Natural gas futures values retreated Thursday morning to a low of $3.853 following the news from the Energy Information Administration (EIA) that 3 Bcf was injected into underground storage for the week ending Nov. 12. However, the December contract rallied in afternoon trade to close at $4.007, down 2.3 cents from Wednesday's regular session close.
Leading up to the 10:30 a.m. EST report, the December contract had worked its way lower to $3.972, but in the minutes immediately following the fresh data the prompt-month contract dropped to a low of $3.853 before recovering in the afternoon. The initial bearish response might have been because the report pushed storage levels to 3,843 Bcf, setting an all-time record storage level for the second consecutive week.
Despite the market's first reaction, Citi Futures Perspective analyst Tim Evans called the report "supportive," noting that it could be a precursor of things to come. "The 3 Bcf build was at the lower end of the expected range as well as below the 19 Bcf five-year average gain for the date," he said. "It may also imply a supportive shift in the background fundamentals -- reduced pipeline supply from Canada, for example.

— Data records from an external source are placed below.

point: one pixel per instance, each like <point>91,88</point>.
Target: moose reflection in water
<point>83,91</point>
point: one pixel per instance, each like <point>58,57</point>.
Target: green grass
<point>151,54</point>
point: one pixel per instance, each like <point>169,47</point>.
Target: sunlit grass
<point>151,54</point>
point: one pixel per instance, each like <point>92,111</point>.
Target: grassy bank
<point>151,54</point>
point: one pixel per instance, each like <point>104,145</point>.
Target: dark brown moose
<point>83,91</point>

We may be seeing a 'sell the news' reaction, but this was a bullish report."
Ahead of the news, industry estimates were all over the board, with some expecting a build as high as 30 Bcf, while others were expecting a single-digit withdrawal. Evans was on the record with a 16 Bcf build estimate, while a Reuters survey of 28 industry traders and analysts produced a wide range of expectations that spanned from a build of 28 Bcf to a withdrawal of 5 Bcf, with an average expectation of an 8 Bcf build. Bentek Energy projected a 3 Bcf withdrawal.

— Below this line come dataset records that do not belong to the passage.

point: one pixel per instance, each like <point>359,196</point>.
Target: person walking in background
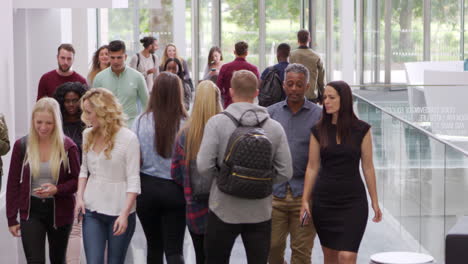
<point>100,62</point>
<point>161,205</point>
<point>4,144</point>
<point>297,116</point>
<point>215,61</point>
<point>41,185</point>
<point>272,78</point>
<point>173,65</point>
<point>170,52</point>
<point>64,73</point>
<point>227,70</point>
<point>207,104</point>
<point>309,58</point>
<point>109,182</point>
<point>68,96</point>
<point>230,215</point>
<point>339,142</point>
<point>127,84</point>
<point>146,61</point>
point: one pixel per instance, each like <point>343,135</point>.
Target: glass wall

In addition to being smaller than the five-year average, the actual 3 Bcf addition was also much smaller than last year's date-adjusted 21 Bcf build for the week.
Stocks are now 13 Bcf higher than last year at this time and 327 Bcf above the five-year average of 3,516 Bcf. For the week the East and West regions withdrew 8 Bcf and 2 Bcf, respectively, while the Producing Region injected 13 Bcf.
"I think we spiked on Wednesday when the six-to 10-day forecasts came out calling for most of the East Coast to experience significantly below-average temperatures. Why nobody wanted to hold on to it and we sold off Thursday morning, I don't know," said a Washington, DC-based broker. "We did have a fairly wide range in the industry's storage report expectations, but I wouldn't clarify a 3 Bcf addition as bearish. After we sank lower, the really interesting thing was the recovery at the end of the session to finish virtually unchanged.
"Basically, we weathered -- no pun intended -- an inventory number, and some of the other markets are up, so maybe gas will hold," he told NGI. "The longer we base here, the less likely it is to collapse back down to $3.250. Sooner or later the real cold will show up and we'll start burning some gas. At that point the market will be looking to higher prices."
The broker noted that futures are currently within a "comfort zone" from $3.500 to $4.500, but he expects when the pendulum moves, it will move to higher prices. "I think something will pop us out of the range to the upside," he said. "I'm not sure whether it will be weather or something else. Make no mistake, I'm not a raging bull here. I'm not saying we are going to get back up to $8-9, but with winter right in front of us, the bias has to be to the upside here."